Aller au contenu principal

« Pisseurs de glyphosate » : les agriculteurs contre-attaquent

Des agriculteurs de la région Centre-Val de Loire ont procédé à des tests d’urine pour y identifier et quantifier le glyphosate. Le verdict est rassurant.

Jeudi 12 mars, à la Maison de l’agriculture, les agriculteurs de la FNSEA Centre Val-de Loire (CVL) ont livré les résultats des tests au glyphosate réalisés dans les urines d’une soixantaine de volontaires dans le but de contrer la campagne des « pisseurs de glyphosate involontaires ».

Ce mouvement anti-pesticides a déposé depuis 2018 plus de 5  000 plaintes pour « tromperie aggravée », « mise en danger de la vie d’autrui » ou encore « atteinte à l’environnement » après avoir fait réaliser des tests de leurs urines, qui y ont révélé la présence de glyphosate dans des proportions présentées comme alarmantes.

Comme dans d’autres régions, les agriculteurs de la FNSEA CVL ont eux aussi voulu se soumettre aux « glyphotests ».

Bertrand Petit, le président de la FNSEA 28, explique  : « Il était intéressant de faire des tests avec d’autres techniques que celles des ’’pisseurs’’, et de tester des gens a priori directement exposés au glyphosate, pour voir si on est plus touchés par ce qu’on produit que nos concitoyens citadins.
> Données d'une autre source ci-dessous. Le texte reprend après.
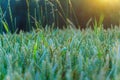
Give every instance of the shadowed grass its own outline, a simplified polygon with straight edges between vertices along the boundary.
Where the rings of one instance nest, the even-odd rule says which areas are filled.
[[[119,55],[118,27],[100,29],[99,34],[89,28],[4,34],[0,79],[118,80]]]

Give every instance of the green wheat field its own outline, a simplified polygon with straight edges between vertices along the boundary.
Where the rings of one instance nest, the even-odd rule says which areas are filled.
[[[119,27],[0,35],[0,80],[119,79]]]

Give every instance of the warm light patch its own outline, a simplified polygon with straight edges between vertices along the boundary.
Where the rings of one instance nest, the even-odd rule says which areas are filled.
[[[120,2],[120,0],[98,0],[100,3],[102,4],[112,4],[112,5],[116,5],[117,3]]]

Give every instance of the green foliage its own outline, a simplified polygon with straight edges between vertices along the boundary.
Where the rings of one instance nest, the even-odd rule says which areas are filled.
[[[0,80],[119,80],[119,56],[118,27],[3,34]]]

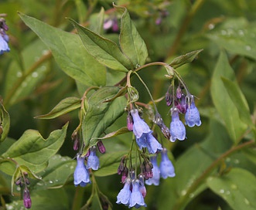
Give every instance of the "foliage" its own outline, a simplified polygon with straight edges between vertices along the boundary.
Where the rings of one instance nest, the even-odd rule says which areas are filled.
[[[118,191],[138,180],[143,195],[164,147],[175,177],[146,186],[137,207],[255,209],[255,8],[2,1],[0,209],[127,209]],[[91,184],[75,187],[80,156]],[[91,157],[97,171],[84,168]]]

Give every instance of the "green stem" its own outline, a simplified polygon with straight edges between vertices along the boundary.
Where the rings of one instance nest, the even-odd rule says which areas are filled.
[[[176,202],[176,204],[173,207],[173,210],[179,210],[179,209],[183,209],[184,204],[186,203],[187,199],[189,197],[189,195],[195,191],[199,186],[203,183],[203,181],[205,181],[205,179],[211,174],[211,172],[220,164],[221,164],[222,161],[232,154],[233,153],[244,149],[246,147],[248,147],[250,146],[252,146],[254,144],[254,141],[251,140],[250,141],[247,141],[244,144],[241,144],[238,146],[231,147],[229,151],[224,153],[222,155],[220,155],[217,160],[215,160],[205,171],[204,172],[197,178],[195,180],[195,181],[191,185],[191,186],[188,188],[186,191],[186,193],[179,197],[179,199]]]

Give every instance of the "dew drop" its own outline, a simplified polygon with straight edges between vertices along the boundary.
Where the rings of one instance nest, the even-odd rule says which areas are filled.
[[[195,195],[193,193],[190,193],[189,196],[190,198],[192,198],[195,196]]]
[[[245,49],[247,50],[247,51],[250,51],[251,49],[251,46],[245,46]]]
[[[237,186],[236,185],[232,184],[231,189],[236,190],[236,189],[237,189]]]
[[[209,29],[210,30],[213,29],[214,27],[215,27],[215,25],[213,24],[213,23],[210,23],[210,24],[208,25],[208,29]]]
[[[250,202],[247,198],[244,198],[244,202],[246,205],[250,205]]]
[[[239,163],[240,163],[240,161],[239,161],[238,159],[235,159],[235,160],[234,161],[234,162],[235,164],[239,164]]]
[[[220,33],[224,36],[227,35],[227,32],[225,30],[221,30]]]
[[[33,72],[32,73],[32,77],[36,78],[38,76],[38,73],[37,72]]]
[[[220,193],[224,193],[224,189],[220,189]]]
[[[183,190],[182,191],[181,191],[181,195],[185,195],[186,194],[186,190]]]
[[[16,76],[17,76],[17,77],[22,77],[22,72],[17,72]]]

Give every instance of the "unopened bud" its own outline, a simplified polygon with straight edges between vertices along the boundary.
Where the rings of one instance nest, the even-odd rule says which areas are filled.
[[[26,208],[30,208],[32,202],[30,198],[30,194],[28,188],[25,188],[23,191],[23,205]]]
[[[101,153],[101,154],[104,154],[106,152],[106,148],[105,148],[105,146],[103,144],[103,142],[101,140],[99,140],[97,143],[97,148],[99,150],[99,151]]]

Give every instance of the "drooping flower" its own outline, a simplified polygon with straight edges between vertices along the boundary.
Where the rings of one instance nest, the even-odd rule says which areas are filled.
[[[191,97],[191,103],[189,105],[185,114],[185,124],[189,127],[200,126],[200,115],[195,105],[194,97]]]
[[[5,36],[6,37],[6,36]],[[0,55],[3,54],[5,52],[9,52],[10,49],[8,46],[8,42],[6,42],[6,38],[2,36],[0,32]]]
[[[84,164],[85,157],[77,155],[77,164],[73,173],[73,184],[75,186],[80,185],[85,187],[88,183],[90,183],[90,174],[88,170]]]
[[[170,141],[174,142],[176,139],[184,140],[186,137],[186,129],[183,122],[179,120],[177,108],[172,109],[172,122],[170,124]]]
[[[131,181],[130,178],[126,178],[124,188],[120,191],[117,196],[117,204],[124,204],[125,205],[129,205],[131,193],[130,190],[131,182]]]
[[[150,161],[153,165],[152,172],[153,177],[152,178],[148,178],[145,181],[145,184],[148,185],[159,185],[159,180],[160,180],[160,169],[157,164],[157,158],[156,155],[150,157]]]
[[[130,197],[129,208],[135,207],[139,208],[141,206],[146,207],[146,204],[144,202],[144,198],[140,191],[140,181],[135,179],[132,181],[132,191]]]
[[[163,148],[161,151],[162,161],[160,162],[160,174],[163,178],[175,177],[174,167],[167,156],[167,150]]]
[[[87,159],[87,168],[92,168],[93,170],[97,170],[100,166],[99,158],[96,155],[96,147],[91,147],[90,153]]]
[[[133,133],[136,137],[136,142],[139,148],[147,147],[149,153],[155,153],[162,149],[162,145],[153,137],[148,125],[138,115],[138,110],[131,110],[133,119]]]
[[[25,188],[23,191],[23,205],[26,208],[30,208],[32,202],[30,198],[29,191],[27,188]]]

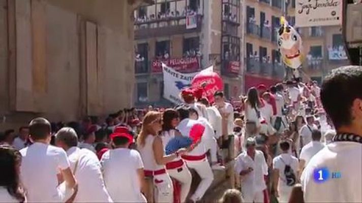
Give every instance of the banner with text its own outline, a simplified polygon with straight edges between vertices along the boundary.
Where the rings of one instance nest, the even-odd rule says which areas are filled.
[[[181,73],[162,64],[163,73],[163,97],[175,104],[183,102],[179,94],[181,90],[190,85],[194,77],[198,73]]]
[[[175,71],[183,73],[194,72],[199,68],[199,59],[197,57],[162,60],[155,59],[152,61],[151,65],[152,72],[161,73],[162,72],[162,63]]]
[[[342,25],[343,0],[296,0],[294,27]]]

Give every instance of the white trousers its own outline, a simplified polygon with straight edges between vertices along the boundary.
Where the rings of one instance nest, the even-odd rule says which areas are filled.
[[[191,199],[194,201],[201,199],[214,180],[214,174],[207,159],[201,161],[186,161],[187,166],[193,168],[200,176],[201,181]]]
[[[264,192],[263,190],[254,191],[253,187],[247,185],[242,185],[242,194],[244,202],[264,203]]]
[[[189,194],[192,182],[191,173],[190,173],[186,164],[184,164],[182,167],[179,168],[168,170],[167,173],[170,176],[177,180],[181,184],[180,200],[181,202],[185,202],[186,201],[187,195]]]
[[[155,200],[156,202],[173,202],[173,187],[168,174],[154,176]]]
[[[279,186],[278,190],[279,194],[279,197],[278,198],[278,201],[279,201],[279,203],[287,203],[289,201],[289,197],[290,196],[290,193],[292,192],[292,189],[293,187],[287,186]]]
[[[205,146],[206,150],[210,150],[210,155],[211,155],[211,162],[215,163],[218,162],[218,142],[215,138],[213,139],[207,139],[205,140]]]

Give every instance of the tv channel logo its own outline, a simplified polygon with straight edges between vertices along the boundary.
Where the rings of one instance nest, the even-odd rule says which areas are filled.
[[[339,179],[342,177],[342,174],[340,172],[329,172],[326,167],[318,168],[313,171],[313,179],[314,181],[317,183],[324,183],[329,179]]]

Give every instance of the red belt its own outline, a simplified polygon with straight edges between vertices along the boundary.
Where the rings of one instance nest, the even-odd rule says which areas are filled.
[[[148,170],[144,170],[143,172],[144,173],[144,176],[156,176],[158,175],[161,175],[161,174],[166,174],[166,170],[164,169],[161,169],[160,170],[157,170],[157,171],[148,171]]]
[[[188,161],[199,161],[206,158],[206,154],[200,156],[183,155],[181,157]]]
[[[182,166],[184,165],[184,161],[180,159],[178,161],[171,161],[166,164],[166,168],[168,170],[170,169],[175,169]]]

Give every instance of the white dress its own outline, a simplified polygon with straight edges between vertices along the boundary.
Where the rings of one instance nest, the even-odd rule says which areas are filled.
[[[259,111],[258,107],[256,107],[256,109]],[[257,126],[260,125],[260,122],[258,118],[258,114],[256,113],[255,109],[252,107],[250,104],[247,103],[245,105],[245,122],[254,121],[256,124]]]

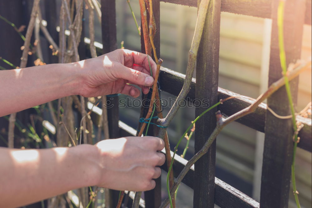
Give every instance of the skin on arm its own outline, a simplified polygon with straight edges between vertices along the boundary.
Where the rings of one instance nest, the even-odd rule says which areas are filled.
[[[156,64],[149,58],[153,76]],[[121,93],[134,97],[148,92],[154,80],[147,55],[116,50],[79,62],[0,71],[0,116],[60,98]]]
[[[153,76],[156,64],[149,57]],[[0,116],[61,97],[122,93],[134,97],[154,82],[147,56],[118,49],[96,58],[0,71]],[[14,207],[70,190],[97,185],[117,190],[154,188],[165,161],[161,139],[105,140],[94,145],[18,150],[0,148],[0,207]]]
[[[71,148],[0,148],[0,207],[22,206],[88,186],[152,189],[153,179],[161,174],[157,166],[165,160],[157,151],[164,146],[158,138],[133,137]]]

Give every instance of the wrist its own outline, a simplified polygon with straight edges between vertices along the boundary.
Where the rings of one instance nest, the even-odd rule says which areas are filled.
[[[101,168],[99,164],[100,155],[96,147],[93,145],[83,144],[74,147],[76,159],[80,172],[79,180],[81,187],[95,185],[100,177]]]
[[[66,64],[68,77],[70,80],[69,85],[69,92],[71,95],[80,95],[80,88],[84,80],[82,70],[85,60]]]

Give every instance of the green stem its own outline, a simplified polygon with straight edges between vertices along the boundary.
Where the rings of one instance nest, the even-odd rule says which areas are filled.
[[[190,133],[190,135],[188,135],[188,137],[187,141],[186,142],[186,145],[185,145],[185,148],[184,148],[184,150],[183,151],[183,153],[182,154],[182,155],[181,155],[181,157],[183,158],[184,158],[185,156],[185,154],[186,154],[186,152],[188,151],[188,145],[190,143],[190,140],[191,140],[191,138],[192,137],[192,136],[193,135],[193,133],[194,133],[194,131],[191,130],[191,133]],[[178,194],[178,190],[179,189],[179,187],[180,187],[180,185],[178,186],[178,187],[177,187],[177,190],[176,190],[175,192],[174,192],[174,198],[177,198],[177,194]]]
[[[2,60],[2,61],[3,62],[4,62],[5,63],[7,63],[7,64],[10,65],[11,67],[13,67],[14,68],[16,68],[17,67],[16,66],[15,66],[15,65],[14,65],[14,64],[13,64],[13,63],[11,63],[11,62],[10,62],[9,61],[7,60],[6,60],[4,59],[4,58],[2,58],[2,57],[0,57],[0,60]]]
[[[133,19],[134,20],[134,22],[135,22],[135,25],[137,26],[137,29],[138,29],[138,32],[139,32],[139,35],[140,36],[141,36],[141,31],[140,31],[140,29],[139,28],[139,25],[138,24],[138,22],[136,21],[136,18],[135,18],[135,16],[134,15],[134,13],[133,12],[133,11],[132,11],[132,8],[131,7],[131,5],[130,5],[130,1],[129,0],[127,0],[127,2],[128,3],[128,5],[129,5],[129,7],[130,8],[130,10],[131,11],[131,13],[132,14],[132,17],[133,17]]]
[[[151,120],[152,120],[152,118],[153,117],[153,115],[154,115],[154,112],[155,111],[155,104],[153,104],[153,105],[154,107],[153,107],[153,111],[152,112],[152,114],[151,115],[150,117],[149,117],[149,123],[147,124],[147,127],[146,127],[146,131],[145,132],[145,135],[147,136],[147,131],[149,130],[149,124],[151,123]]]
[[[168,174],[167,174],[167,190],[168,191],[168,195],[169,196],[169,200],[170,200],[170,207],[171,208],[173,208],[173,206],[172,205],[172,200],[171,199],[171,196],[170,195],[170,190],[169,188],[169,175],[170,174],[170,172],[171,171],[171,169],[172,169],[172,165],[173,163],[173,161],[174,161],[174,156],[175,155],[176,152],[178,150],[178,148],[179,146],[179,145],[180,145],[180,143],[181,142],[181,141],[183,139],[183,138],[184,138],[185,136],[185,135],[186,134],[186,133],[188,132],[188,131],[189,131],[193,127],[194,124],[196,123],[196,122],[197,121],[198,119],[200,119],[201,117],[204,114],[209,111],[209,110],[216,106],[217,106],[220,104],[221,104],[221,102],[220,101],[218,102],[215,104],[213,105],[212,105],[212,106],[202,113],[199,115],[197,116],[197,117],[194,120],[194,121],[192,122],[192,124],[188,126],[188,129],[186,129],[186,130],[184,132],[184,134],[183,134],[183,135],[182,135],[181,138],[180,138],[180,139],[179,140],[179,141],[177,144],[177,145],[174,147],[174,151],[173,151],[173,155],[172,156],[172,159],[171,160],[171,162],[170,164],[170,166],[169,167],[169,169],[168,170]]]
[[[294,144],[293,150],[292,162],[291,164],[291,181],[293,185],[294,195],[298,208],[300,208],[300,204],[299,202],[298,195],[297,194],[297,187],[296,185],[296,179],[295,175],[295,165],[296,152],[297,149],[297,141],[298,138],[298,132],[297,132],[297,125],[296,124],[296,117],[295,115],[295,109],[290,92],[290,86],[288,78],[286,75],[287,72],[286,57],[285,55],[285,49],[284,47],[284,37],[283,29],[284,19],[284,10],[285,2],[282,0],[280,0],[277,9],[277,26],[278,29],[278,43],[280,48],[280,65],[283,70],[283,74],[285,79],[285,87],[286,89],[287,96],[288,97],[289,105],[290,105],[291,112],[293,128],[295,132]]]

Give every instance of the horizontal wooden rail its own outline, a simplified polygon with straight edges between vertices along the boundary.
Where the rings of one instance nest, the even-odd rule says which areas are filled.
[[[180,93],[183,84],[185,75],[164,67],[160,69],[159,81],[162,90],[174,95],[177,96]],[[195,100],[195,84],[196,80],[193,79],[191,85],[191,89],[187,96],[186,99],[190,101]],[[230,96],[237,96],[225,102],[218,106],[218,109],[221,113],[230,116],[249,105],[254,100],[248,97],[241,95],[220,87],[218,89],[219,99],[224,99]],[[214,104],[209,104],[212,105]],[[259,131],[264,132],[264,122],[266,104],[262,103],[255,112],[237,120],[239,123],[252,128]],[[297,116],[297,120],[303,124],[304,127],[300,130],[299,136],[300,142],[298,146],[310,152],[312,152],[312,124],[310,119]]]
[[[197,7],[197,0],[161,0],[161,1]],[[311,1],[307,0],[305,23],[311,25]],[[222,0],[221,11],[263,18],[271,18],[271,0]]]
[[[173,152],[171,153],[172,156]],[[187,160],[176,155],[173,164],[175,177],[178,177],[187,162]],[[168,171],[167,165],[163,165],[161,168]],[[182,181],[192,188],[194,184],[194,171],[193,165]],[[215,203],[221,208],[256,208],[260,206],[259,203],[256,200],[216,177],[215,185]]]
[[[134,129],[124,124],[119,125],[120,135],[122,136],[135,136],[133,134]],[[164,150],[163,150],[165,153]],[[173,152],[171,151],[171,156]],[[188,161],[177,155],[174,157],[173,163],[174,177],[178,177],[185,166]],[[165,163],[161,167],[168,171],[167,163]],[[182,182],[190,187],[193,188],[194,185],[194,165],[189,170]],[[216,177],[215,180],[215,203],[221,208],[258,208],[259,203],[245,194],[239,191],[225,182]]]

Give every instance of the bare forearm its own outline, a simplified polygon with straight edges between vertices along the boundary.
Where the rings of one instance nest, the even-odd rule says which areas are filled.
[[[0,207],[26,205],[95,185],[96,151],[87,145],[40,150],[0,148]]]
[[[79,83],[73,64],[0,71],[0,117],[74,94]]]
Nous avons fait appel à un huissier, pour être irréprochables ».

Soixante-quatre agriculteurs de la région ont participé à l’opération, dont douze Euréliens.

Ils ont fait appel aux deux méthodes qui permettent de doser le glyphosate dans les urines, et ont organisé un test croisé entre trois laboratoires.

L’allemand BioCheck (qui avait analysé les échantillons des « pisseurs ») et un laboratoire de Metz ont utilisé la méthode Elisa*. Un autre laboratoire français a réalisé une analyse par chromatographie liquide couplée à la spectrométrie de masse en tandem.

Les résultats obtenus sont rassurants  : les deux méthodes ont permis de retrouver du glyphosate, mais pas de façon systématique et en petites quantités. La concentration maximale, relevée dans un échantillon avec le test Elisa, est d’environ 2,6 ng/ml, une valeur très inférieure à la valeur toxicologique de référence du glyphosate dans l’eau de boisson (900 ng/ml).

Autre résultat  : les agriculteurs qui utilisent le plus de glyphosate ne semblent pas en avoir plus que les autres dans leurs urines.

Les deux méthodes présentent par ailleurs des résultats très différents sur les mêmes échantillons  : Elisa a détecté des concentrations toujours plus élevées que par chromatographie, avec un facteur de variation qui change d’un individu à l’autre.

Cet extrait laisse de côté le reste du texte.